Marius Schmeding segelt leidenschaftlich gerne. Ein teures Hobby, das sich der Elektrotechnik-Student während seines Studiums eigentlich nicht leisten konnte. Um dennoch ab und zu die Segel setzen zu können, hatten er und zwei Freunde eine clevere Idee: Sie schafften sich gemeinsam ein Segelboot an und entwickelten eine App für einen virtuellen Marktplatz, auf der Segelbegeisterte Boote mieten und vermieten konnten.
Das Konzept kam an, doch die Kommunikation zwischen dem GPS-Tracker, der die Route der Boote verfolgt, dem Reservierungssystem und der App war eine harte Nuss. „Irgendwann haben wir gemerkt, dass wir dieses Knowhow auch für ganz andere Anwendungen einsetzen können“, erinnert sich Schmeding. Zum Beispiel zur Kommunikation zwischen Maschinen in einer Fabrik.
Vor einem Jahr gründeten die Drei die Cybus GmbH. Das Unternehmen bietet eine Software an, eine so genannte Middleware, die Daten aus Maschinen in der Produktion sammelt und für die weitere Auswertung aufbereitet.

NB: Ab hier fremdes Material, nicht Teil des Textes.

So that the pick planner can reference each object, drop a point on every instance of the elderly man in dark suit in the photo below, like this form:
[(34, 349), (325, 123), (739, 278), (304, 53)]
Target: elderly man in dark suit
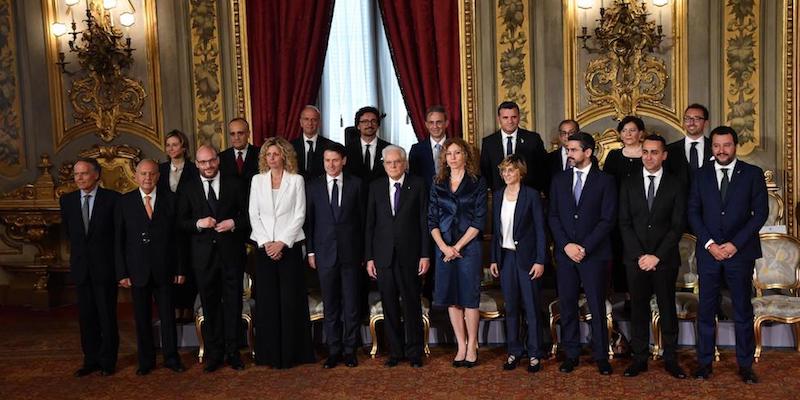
[(87, 216), (212, 210), (652, 216), (335, 215), (511, 139), (582, 212), (147, 262), (727, 208), (397, 249)]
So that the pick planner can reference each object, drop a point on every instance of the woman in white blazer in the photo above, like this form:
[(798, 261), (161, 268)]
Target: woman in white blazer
[(277, 212)]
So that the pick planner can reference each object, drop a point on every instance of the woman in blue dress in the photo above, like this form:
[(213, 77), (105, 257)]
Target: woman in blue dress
[(456, 217)]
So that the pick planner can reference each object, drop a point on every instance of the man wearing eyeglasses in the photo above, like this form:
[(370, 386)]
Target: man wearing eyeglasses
[(691, 153), (364, 155)]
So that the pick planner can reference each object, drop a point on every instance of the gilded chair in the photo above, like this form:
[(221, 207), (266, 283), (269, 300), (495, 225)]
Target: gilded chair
[(248, 304), (779, 272), (376, 315)]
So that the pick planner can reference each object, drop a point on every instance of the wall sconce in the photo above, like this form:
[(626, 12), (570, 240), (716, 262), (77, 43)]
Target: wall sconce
[(106, 95)]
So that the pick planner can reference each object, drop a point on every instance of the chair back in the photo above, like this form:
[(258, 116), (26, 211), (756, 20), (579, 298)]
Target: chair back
[(778, 267)]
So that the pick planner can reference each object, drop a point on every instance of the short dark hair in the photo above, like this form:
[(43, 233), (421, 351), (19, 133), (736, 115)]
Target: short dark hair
[(336, 147), (93, 162), (657, 138), (725, 130), (507, 105), (630, 118), (368, 109), (587, 141), (698, 106)]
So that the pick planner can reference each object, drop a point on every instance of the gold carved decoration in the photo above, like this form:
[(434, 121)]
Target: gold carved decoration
[(467, 38), (513, 55), (12, 147), (742, 66), (206, 73)]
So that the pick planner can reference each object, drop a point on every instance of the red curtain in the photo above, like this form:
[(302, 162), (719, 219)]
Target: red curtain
[(286, 41), (423, 39)]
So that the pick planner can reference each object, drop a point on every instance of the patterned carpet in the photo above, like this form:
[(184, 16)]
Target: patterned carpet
[(40, 350)]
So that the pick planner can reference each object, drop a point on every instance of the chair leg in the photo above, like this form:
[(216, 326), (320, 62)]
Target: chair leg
[(198, 326)]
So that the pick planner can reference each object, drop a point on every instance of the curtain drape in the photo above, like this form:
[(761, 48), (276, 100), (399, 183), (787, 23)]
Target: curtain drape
[(423, 38), (287, 41)]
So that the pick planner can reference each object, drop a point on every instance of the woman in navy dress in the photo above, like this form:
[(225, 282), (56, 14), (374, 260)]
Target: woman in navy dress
[(456, 216), (518, 256)]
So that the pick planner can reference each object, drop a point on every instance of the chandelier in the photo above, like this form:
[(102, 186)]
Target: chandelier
[(103, 93)]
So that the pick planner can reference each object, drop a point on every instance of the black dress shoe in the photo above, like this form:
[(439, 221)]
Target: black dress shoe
[(604, 367), (635, 369), (85, 370), (351, 360), (703, 372), (392, 362), (511, 363), (674, 369), (748, 376), (568, 365)]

Der Kunde muss dabei die Daten nicht in die Cloud legen, sondern kann sie auf eigenen Rechnern speichern – ein großes Plus, findet Schmeding, „denn vielen Mittelständlern ist die Cloud zu unsicher und großen Unternehmen erleichtert es die Integration in ihre bestehende IT“.
Cybus ist eines von zahlreichen Start-ups, die auf der Industrie-4.0-Welle mitsegeln. 40 Milliarden Euro will die deutsche Industrie in den nächsten fünf Jahren für die Digitalisierung ausgeben, schätzen die Wirtschaftsprüfer von PwC. Kein Wunder also, dass auch Gründer ein paar Krümel von diesem Kuchen abhaben wollen. Die Ideen ähneln sich oft: Maschinen, Roboter oder Bauteile erzeugen Unmengen Daten, die an die Fertigungssteuerung oder in die Betriebsplanungssoftware übermittelt und dort zu sinnvollen Informationen verarbeitet werden müssen.
Spielwiese für Start-ups
Diese Kommunikation ist eine Spielwiese für Start-ups. Einige habe Boxen entwickelt, die Sensordaten sammeln und über eine gesicherte Verbindung übermitteln, andere programmieren so genannte Cockpits, die den Datenwust visualisieren, betriebliche Entscheidungen erleichtern und die Basis für neue Geschäftsmodelle sein sollen.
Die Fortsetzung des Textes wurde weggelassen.